El operario retira manualmente las anteras de la flor femenina antes de que sea fecundado y deposita polen del parental masculino sobre el pistilo. Eso es la hibridación. El resultado es una F1 o sea “primera generación filial” (del inglés First Filial Generation) que, en conjunto, suele aportar un rendimiento agronómico superior al de sus parentales.
¿Los híbridos F1 son estériles?
No. Es un mito muy extendido. En la mayoría de los casos, los híbridos F1 no son estériles (aunque existen excepciones puntuales).
Lo importante es entender esta diferencia:
- Una planta F1 puede producir semillas.
- Pero si guardas esas semillas y las siembras, obtendrás una generación F2.
- Y la F2 ya no se comporta como la F1: los caracteres se recombinan y aparecen plantas con rasgos variados.
Por eso, lo que hace “especial” al híbrido F1 es precisamente que concentra uniformidad, vigor y estabilidad. En generaciones posteriores (F2, F3…), esas cualidades se dispersan.

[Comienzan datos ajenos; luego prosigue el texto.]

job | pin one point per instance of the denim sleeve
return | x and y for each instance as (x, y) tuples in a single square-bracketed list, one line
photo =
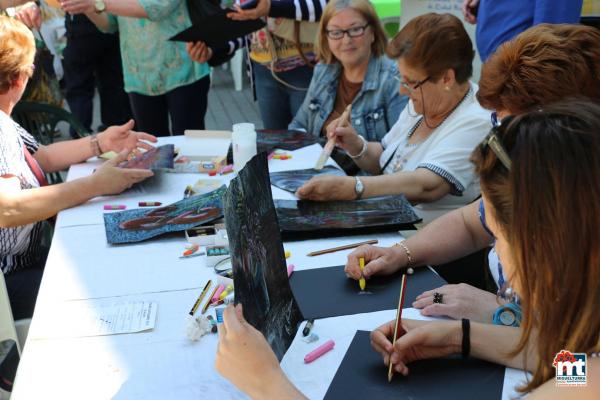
[(557, 11), (300, 121), (300, 10), (159, 9)]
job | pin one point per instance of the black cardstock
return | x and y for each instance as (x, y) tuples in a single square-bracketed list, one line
[(257, 256), (362, 375), (327, 292)]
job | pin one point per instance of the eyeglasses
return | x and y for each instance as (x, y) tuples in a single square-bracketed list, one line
[(493, 142), (355, 31), (411, 86)]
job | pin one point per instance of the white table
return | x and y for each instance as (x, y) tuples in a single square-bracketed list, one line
[(162, 363)]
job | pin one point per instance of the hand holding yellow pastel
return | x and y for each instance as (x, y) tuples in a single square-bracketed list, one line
[(361, 282)]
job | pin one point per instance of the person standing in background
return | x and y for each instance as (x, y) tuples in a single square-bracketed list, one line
[(499, 21), (163, 83), (91, 60)]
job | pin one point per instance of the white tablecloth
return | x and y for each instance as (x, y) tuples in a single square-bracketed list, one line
[(162, 363)]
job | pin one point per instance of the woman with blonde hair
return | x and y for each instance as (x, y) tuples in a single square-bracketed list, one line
[(352, 70), (425, 154), (540, 181)]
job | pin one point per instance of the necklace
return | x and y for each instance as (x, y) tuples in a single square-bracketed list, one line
[(408, 149), (447, 115)]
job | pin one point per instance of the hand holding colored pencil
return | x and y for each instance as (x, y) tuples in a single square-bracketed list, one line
[(328, 148)]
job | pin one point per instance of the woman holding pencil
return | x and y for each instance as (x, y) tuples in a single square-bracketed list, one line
[(541, 210), (425, 154)]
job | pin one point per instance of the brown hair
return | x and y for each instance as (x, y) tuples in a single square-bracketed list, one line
[(365, 8), (435, 43), (17, 48), (540, 66), (547, 207)]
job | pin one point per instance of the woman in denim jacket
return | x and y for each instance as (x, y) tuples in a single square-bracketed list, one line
[(352, 70)]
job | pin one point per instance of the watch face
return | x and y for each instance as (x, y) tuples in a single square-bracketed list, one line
[(507, 317)]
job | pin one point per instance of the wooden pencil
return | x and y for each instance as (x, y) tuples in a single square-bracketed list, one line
[(339, 248), (398, 327), (209, 298)]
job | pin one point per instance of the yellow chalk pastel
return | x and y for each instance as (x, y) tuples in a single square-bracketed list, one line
[(362, 282)]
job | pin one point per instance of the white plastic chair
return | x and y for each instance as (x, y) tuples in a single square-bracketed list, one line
[(9, 328), (237, 69)]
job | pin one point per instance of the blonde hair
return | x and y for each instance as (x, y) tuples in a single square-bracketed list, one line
[(365, 8), (17, 49)]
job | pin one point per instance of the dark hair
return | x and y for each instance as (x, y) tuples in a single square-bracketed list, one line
[(435, 43), (547, 208), (542, 65)]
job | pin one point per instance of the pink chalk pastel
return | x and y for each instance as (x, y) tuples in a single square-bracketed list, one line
[(215, 297), (319, 351)]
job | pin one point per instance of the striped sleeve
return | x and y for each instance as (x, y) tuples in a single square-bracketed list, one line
[(29, 141), (300, 10)]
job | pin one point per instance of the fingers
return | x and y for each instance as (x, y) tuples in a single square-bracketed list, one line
[(438, 310), (231, 321), (121, 156), (146, 136), (380, 338)]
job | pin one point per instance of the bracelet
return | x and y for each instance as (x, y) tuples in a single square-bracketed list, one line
[(96, 149), (466, 344), (408, 255), (363, 151)]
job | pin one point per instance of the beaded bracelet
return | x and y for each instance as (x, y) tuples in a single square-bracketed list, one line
[(408, 255), (96, 149)]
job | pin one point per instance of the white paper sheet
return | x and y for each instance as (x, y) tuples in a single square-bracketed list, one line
[(101, 317)]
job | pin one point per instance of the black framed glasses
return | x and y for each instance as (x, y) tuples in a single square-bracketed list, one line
[(411, 86), (355, 31), (493, 142)]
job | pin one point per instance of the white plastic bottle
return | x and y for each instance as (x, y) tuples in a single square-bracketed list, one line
[(243, 139)]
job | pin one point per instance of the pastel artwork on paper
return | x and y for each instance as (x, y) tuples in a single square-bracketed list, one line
[(292, 180), (140, 224), (160, 157), (257, 256)]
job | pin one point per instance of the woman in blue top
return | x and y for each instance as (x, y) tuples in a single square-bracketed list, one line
[(535, 54), (353, 69), (160, 77)]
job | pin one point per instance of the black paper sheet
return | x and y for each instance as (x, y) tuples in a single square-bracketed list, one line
[(257, 256), (327, 292), (316, 219), (362, 375), (292, 180), (217, 30)]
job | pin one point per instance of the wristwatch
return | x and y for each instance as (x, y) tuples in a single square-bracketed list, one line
[(99, 6), (507, 315), (359, 188)]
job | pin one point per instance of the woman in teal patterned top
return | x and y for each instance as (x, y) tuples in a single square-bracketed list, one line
[(160, 77)]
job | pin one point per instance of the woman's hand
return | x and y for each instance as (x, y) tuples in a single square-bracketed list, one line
[(199, 51), (328, 187), (246, 360), (345, 136), (378, 261), (468, 9), (120, 137), (420, 340), (459, 301), (261, 10), (110, 179), (77, 6)]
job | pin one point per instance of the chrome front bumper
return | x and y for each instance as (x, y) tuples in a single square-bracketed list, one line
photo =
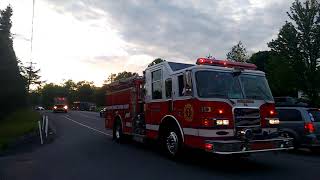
[(251, 146)]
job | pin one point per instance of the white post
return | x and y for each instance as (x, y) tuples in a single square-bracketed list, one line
[(43, 119), (40, 132), (47, 126)]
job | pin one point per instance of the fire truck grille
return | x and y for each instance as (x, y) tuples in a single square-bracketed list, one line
[(246, 117)]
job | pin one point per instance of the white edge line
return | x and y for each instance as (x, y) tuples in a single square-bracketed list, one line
[(87, 126)]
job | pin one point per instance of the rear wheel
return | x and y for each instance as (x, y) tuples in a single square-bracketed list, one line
[(117, 132)]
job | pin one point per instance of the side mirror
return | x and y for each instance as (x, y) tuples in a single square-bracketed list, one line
[(187, 77)]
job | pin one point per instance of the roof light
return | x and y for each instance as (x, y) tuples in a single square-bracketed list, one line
[(271, 112), (225, 63), (222, 122), (274, 121), (208, 146)]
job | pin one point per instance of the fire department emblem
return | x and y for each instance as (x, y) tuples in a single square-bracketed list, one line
[(188, 112)]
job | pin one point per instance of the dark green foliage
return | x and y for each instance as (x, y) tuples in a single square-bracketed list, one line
[(298, 43), (238, 53), (156, 61), (12, 91), (81, 91)]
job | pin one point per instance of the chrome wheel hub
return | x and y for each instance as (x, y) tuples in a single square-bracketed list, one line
[(172, 143)]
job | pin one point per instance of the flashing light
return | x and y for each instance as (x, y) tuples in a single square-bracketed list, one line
[(309, 127), (274, 121), (205, 109), (208, 147), (225, 63), (205, 122), (222, 122), (272, 112)]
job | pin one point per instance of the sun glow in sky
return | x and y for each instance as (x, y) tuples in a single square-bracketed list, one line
[(90, 39)]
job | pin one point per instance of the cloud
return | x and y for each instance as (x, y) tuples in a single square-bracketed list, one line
[(89, 39), (186, 29)]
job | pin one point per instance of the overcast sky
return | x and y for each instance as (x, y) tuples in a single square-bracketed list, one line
[(89, 39)]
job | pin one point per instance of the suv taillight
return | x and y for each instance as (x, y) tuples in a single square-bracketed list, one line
[(309, 127)]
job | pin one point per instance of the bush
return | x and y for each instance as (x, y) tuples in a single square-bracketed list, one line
[(17, 124)]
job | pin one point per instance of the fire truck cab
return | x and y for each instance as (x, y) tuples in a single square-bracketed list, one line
[(219, 106)]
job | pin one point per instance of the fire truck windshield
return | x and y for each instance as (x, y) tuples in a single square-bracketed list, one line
[(213, 84)]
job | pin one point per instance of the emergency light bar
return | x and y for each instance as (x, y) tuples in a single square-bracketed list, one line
[(225, 63)]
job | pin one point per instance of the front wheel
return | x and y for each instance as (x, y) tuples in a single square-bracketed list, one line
[(172, 143)]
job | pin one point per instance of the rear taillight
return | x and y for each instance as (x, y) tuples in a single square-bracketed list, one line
[(309, 127)]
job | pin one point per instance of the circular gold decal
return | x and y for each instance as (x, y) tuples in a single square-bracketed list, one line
[(188, 112)]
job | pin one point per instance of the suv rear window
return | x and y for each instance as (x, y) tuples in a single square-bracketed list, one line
[(315, 114), (289, 115)]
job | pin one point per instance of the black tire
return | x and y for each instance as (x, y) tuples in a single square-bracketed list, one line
[(171, 142), (117, 132), (296, 143)]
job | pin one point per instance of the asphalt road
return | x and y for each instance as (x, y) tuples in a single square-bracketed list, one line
[(83, 149)]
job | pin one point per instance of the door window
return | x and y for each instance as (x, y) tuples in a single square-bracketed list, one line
[(289, 115), (168, 85), (156, 84)]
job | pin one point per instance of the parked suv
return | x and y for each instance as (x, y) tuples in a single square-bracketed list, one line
[(302, 124)]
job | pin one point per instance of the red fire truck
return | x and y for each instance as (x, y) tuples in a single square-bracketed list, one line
[(219, 106)]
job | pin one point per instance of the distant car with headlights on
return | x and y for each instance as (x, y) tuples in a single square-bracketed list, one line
[(103, 112), (60, 105)]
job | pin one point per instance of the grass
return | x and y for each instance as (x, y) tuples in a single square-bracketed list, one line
[(16, 125)]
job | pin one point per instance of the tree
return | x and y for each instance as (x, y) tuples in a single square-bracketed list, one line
[(156, 61), (238, 53), (31, 76), (119, 76), (298, 42), (12, 91)]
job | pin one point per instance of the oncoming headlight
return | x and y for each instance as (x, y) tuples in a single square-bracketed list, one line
[(274, 121)]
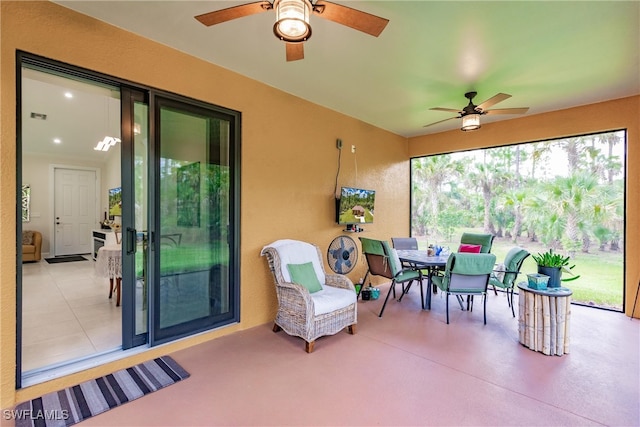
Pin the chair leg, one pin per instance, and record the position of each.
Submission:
(485, 308)
(404, 290)
(510, 298)
(447, 305)
(392, 287)
(308, 346)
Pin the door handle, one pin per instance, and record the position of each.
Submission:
(131, 245)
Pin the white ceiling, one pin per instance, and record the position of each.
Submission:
(548, 55)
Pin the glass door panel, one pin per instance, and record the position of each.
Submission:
(192, 242)
(140, 188)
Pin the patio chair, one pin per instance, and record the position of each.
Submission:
(383, 261)
(311, 303)
(504, 276)
(466, 274)
(484, 240)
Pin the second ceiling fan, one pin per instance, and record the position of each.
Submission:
(292, 20)
(470, 114)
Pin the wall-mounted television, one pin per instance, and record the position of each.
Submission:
(354, 207)
(115, 202)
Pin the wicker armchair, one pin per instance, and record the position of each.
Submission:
(309, 315)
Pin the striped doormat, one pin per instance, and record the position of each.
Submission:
(74, 404)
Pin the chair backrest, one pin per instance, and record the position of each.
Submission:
(512, 263)
(468, 273)
(377, 253)
(284, 252)
(405, 243)
(486, 240)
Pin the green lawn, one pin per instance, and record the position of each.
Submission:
(601, 273)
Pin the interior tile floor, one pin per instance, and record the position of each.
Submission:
(66, 313)
(407, 368)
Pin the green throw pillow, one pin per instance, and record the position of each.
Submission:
(305, 275)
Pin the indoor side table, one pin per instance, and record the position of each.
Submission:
(544, 319)
(109, 264)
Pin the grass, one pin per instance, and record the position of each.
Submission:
(601, 274)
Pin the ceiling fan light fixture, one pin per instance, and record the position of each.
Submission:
(292, 20)
(470, 122)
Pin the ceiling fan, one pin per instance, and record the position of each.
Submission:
(292, 20)
(470, 114)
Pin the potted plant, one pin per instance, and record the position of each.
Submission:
(552, 265)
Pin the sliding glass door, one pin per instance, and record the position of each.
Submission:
(175, 165)
(193, 241)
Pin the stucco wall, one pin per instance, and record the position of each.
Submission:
(288, 167)
(612, 115)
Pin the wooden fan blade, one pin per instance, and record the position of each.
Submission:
(224, 15)
(450, 110)
(295, 51)
(493, 101)
(353, 18)
(435, 123)
(507, 111)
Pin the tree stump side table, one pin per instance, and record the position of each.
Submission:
(544, 319)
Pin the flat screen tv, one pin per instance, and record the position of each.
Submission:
(355, 206)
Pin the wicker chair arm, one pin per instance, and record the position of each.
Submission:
(295, 297)
(339, 281)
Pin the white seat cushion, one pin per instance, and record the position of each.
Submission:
(330, 299)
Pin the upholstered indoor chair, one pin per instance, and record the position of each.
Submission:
(311, 303)
(504, 276)
(466, 275)
(31, 245)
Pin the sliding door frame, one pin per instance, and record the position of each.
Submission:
(130, 93)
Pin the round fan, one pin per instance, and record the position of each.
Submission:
(342, 255)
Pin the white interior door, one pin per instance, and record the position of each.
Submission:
(74, 210)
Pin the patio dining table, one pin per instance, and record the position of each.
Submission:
(422, 261)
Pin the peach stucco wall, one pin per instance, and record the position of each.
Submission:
(611, 115)
(288, 167)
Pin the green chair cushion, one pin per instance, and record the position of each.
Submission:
(371, 246)
(485, 240)
(305, 275)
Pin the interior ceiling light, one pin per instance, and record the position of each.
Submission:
(470, 122)
(106, 143)
(470, 114)
(292, 20)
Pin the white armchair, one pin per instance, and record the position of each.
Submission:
(311, 303)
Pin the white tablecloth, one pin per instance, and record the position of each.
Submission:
(109, 261)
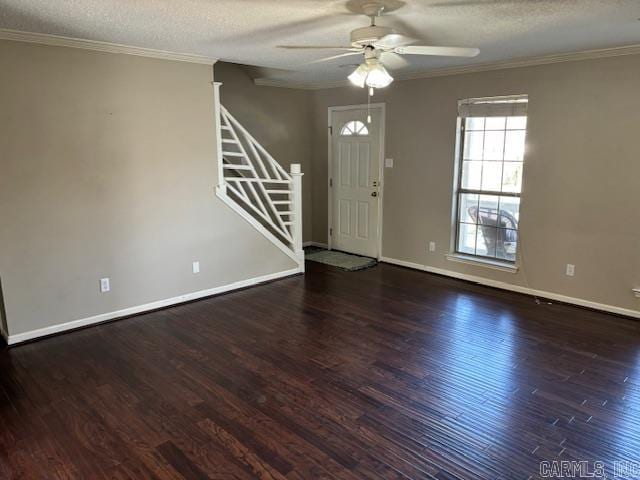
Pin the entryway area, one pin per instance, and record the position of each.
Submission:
(356, 150)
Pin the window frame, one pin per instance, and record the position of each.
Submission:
(474, 258)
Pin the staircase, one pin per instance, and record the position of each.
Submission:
(258, 188)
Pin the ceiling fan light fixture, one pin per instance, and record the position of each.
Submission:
(359, 75)
(378, 76)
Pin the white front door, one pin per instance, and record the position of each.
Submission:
(355, 180)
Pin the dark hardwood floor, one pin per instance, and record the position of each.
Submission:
(385, 373)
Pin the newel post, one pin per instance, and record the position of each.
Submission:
(296, 233)
(221, 187)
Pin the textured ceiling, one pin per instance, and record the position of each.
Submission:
(247, 31)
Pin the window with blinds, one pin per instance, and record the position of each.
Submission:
(489, 181)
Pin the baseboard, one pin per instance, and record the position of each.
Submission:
(516, 288)
(127, 312)
(315, 244)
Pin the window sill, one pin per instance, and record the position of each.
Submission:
(482, 262)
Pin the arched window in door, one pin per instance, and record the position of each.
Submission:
(354, 128)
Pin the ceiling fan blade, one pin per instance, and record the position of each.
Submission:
(333, 57)
(393, 40)
(317, 47)
(393, 61)
(437, 51)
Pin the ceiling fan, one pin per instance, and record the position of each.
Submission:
(381, 46)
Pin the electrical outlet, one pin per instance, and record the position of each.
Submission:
(105, 285)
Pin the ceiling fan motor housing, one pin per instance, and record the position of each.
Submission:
(362, 37)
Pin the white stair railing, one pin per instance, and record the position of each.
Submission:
(255, 185)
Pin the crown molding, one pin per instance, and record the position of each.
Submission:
(60, 41)
(483, 67)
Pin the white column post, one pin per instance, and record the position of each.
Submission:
(221, 187)
(296, 208)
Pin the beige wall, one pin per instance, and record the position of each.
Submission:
(107, 168)
(581, 181)
(278, 118)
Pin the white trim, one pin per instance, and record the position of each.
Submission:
(42, 332)
(316, 244)
(516, 288)
(483, 67)
(383, 110)
(482, 262)
(220, 193)
(60, 41)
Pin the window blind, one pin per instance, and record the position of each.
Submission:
(511, 106)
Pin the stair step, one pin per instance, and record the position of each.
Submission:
(283, 192)
(231, 166)
(262, 180)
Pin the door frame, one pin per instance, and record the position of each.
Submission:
(383, 109)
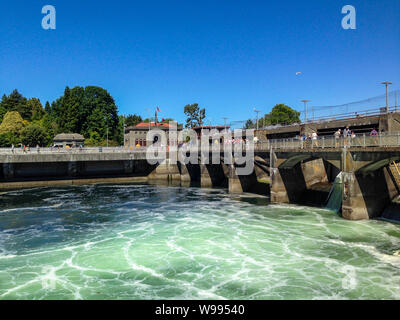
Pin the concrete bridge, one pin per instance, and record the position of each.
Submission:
(290, 171)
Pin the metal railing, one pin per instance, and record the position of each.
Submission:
(325, 142)
(361, 141)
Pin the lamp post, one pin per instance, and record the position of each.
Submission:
(305, 109)
(257, 111)
(387, 83)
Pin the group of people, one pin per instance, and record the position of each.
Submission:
(24, 148)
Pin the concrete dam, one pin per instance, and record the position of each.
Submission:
(289, 172)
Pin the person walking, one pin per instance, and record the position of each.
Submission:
(314, 137)
(337, 137)
(374, 135)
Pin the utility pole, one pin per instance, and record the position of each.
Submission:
(124, 127)
(257, 111)
(107, 136)
(305, 109)
(387, 83)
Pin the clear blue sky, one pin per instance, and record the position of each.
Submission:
(229, 56)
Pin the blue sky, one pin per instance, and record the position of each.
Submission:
(228, 56)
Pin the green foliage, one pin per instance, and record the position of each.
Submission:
(3, 111)
(250, 124)
(49, 126)
(83, 110)
(282, 114)
(16, 102)
(12, 123)
(9, 139)
(132, 120)
(94, 139)
(195, 115)
(36, 109)
(34, 135)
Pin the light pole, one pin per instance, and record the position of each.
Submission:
(305, 109)
(387, 83)
(257, 111)
(225, 118)
(123, 128)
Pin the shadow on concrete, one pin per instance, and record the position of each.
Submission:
(374, 191)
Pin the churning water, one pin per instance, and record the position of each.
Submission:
(150, 242)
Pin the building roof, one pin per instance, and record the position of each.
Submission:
(212, 127)
(152, 124)
(146, 125)
(69, 137)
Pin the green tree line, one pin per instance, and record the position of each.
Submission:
(90, 111)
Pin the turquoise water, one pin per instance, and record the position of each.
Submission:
(149, 242)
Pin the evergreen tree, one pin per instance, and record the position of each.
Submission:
(34, 135)
(16, 102)
(36, 108)
(12, 123)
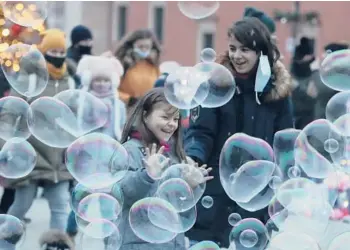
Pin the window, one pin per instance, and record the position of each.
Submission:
(156, 19)
(122, 20)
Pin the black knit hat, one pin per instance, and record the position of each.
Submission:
(80, 33)
(336, 46)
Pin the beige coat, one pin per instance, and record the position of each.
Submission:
(50, 164)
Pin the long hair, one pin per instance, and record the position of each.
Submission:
(136, 121)
(253, 34)
(125, 47)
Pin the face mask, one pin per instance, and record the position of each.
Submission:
(55, 61)
(84, 50)
(263, 75)
(141, 54)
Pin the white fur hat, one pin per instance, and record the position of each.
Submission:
(90, 67)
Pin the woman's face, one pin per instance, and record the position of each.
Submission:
(242, 58)
(163, 121)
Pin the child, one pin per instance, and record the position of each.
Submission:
(153, 122)
(100, 76)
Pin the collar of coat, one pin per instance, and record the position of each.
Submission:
(282, 83)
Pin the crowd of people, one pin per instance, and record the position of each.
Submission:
(130, 83)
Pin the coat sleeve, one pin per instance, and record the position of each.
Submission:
(136, 184)
(285, 115)
(199, 138)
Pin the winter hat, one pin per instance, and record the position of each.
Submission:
(336, 46)
(55, 239)
(52, 39)
(91, 67)
(265, 19)
(80, 33)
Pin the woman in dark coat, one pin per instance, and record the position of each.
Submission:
(258, 113)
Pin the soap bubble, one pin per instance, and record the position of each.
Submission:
(17, 158)
(25, 69)
(222, 85)
(198, 9)
(186, 88)
(27, 14)
(334, 70)
(208, 55)
(13, 118)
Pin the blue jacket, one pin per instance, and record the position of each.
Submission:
(211, 127)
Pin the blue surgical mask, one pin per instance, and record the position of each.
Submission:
(263, 75)
(141, 54)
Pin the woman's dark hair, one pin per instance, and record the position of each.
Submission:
(253, 34)
(128, 41)
(136, 121)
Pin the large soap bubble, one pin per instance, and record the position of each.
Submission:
(222, 85)
(26, 13)
(97, 161)
(186, 88)
(334, 70)
(25, 69)
(198, 9)
(13, 118)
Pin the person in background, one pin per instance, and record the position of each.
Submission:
(259, 108)
(317, 89)
(139, 53)
(81, 44)
(301, 71)
(50, 171)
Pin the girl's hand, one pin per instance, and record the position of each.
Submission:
(152, 162)
(194, 177)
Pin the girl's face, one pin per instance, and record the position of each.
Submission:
(163, 121)
(242, 58)
(101, 85)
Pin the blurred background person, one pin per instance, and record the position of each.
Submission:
(139, 53)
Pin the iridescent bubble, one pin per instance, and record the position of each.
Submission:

El “vigor híbrido”: la ventaja práctica de una F1
La mejora típica de un híbrido se conoce como efecto heterótico, heterosis o vigor híbrido: la F1 suele mostrar un salto claro en comportamiento agronómico (uniformidad, productividad, vigor y, a menudo, mejor respuesta sanitaria) frente a sus parentales.
Dicho de forma práctica: cultivos más estables y cosechas más agradecidas, especialmente cuando el objetivo es un resultado profesional.
Híbrido no es OGM
Otra confusión habitual: semilla híbrida y OGM no son lo mismo.
Un híbrido F1 se obtiene mediante genética clásica, seleccionando líneas parentales y realizando cruces controlados, mientras que un OGM implica ingeniería genética (introducir material genético o modificar genes de forma artificial).
En la Unión Europea, el cultivo de OGM está sometido a un marco de autorización muy estricto (Directiva 2001/18/CE) y, además, los Estados miembros pueden restringir o prohibir su cultivo en su territorio (Directiva (UE) 2015/412).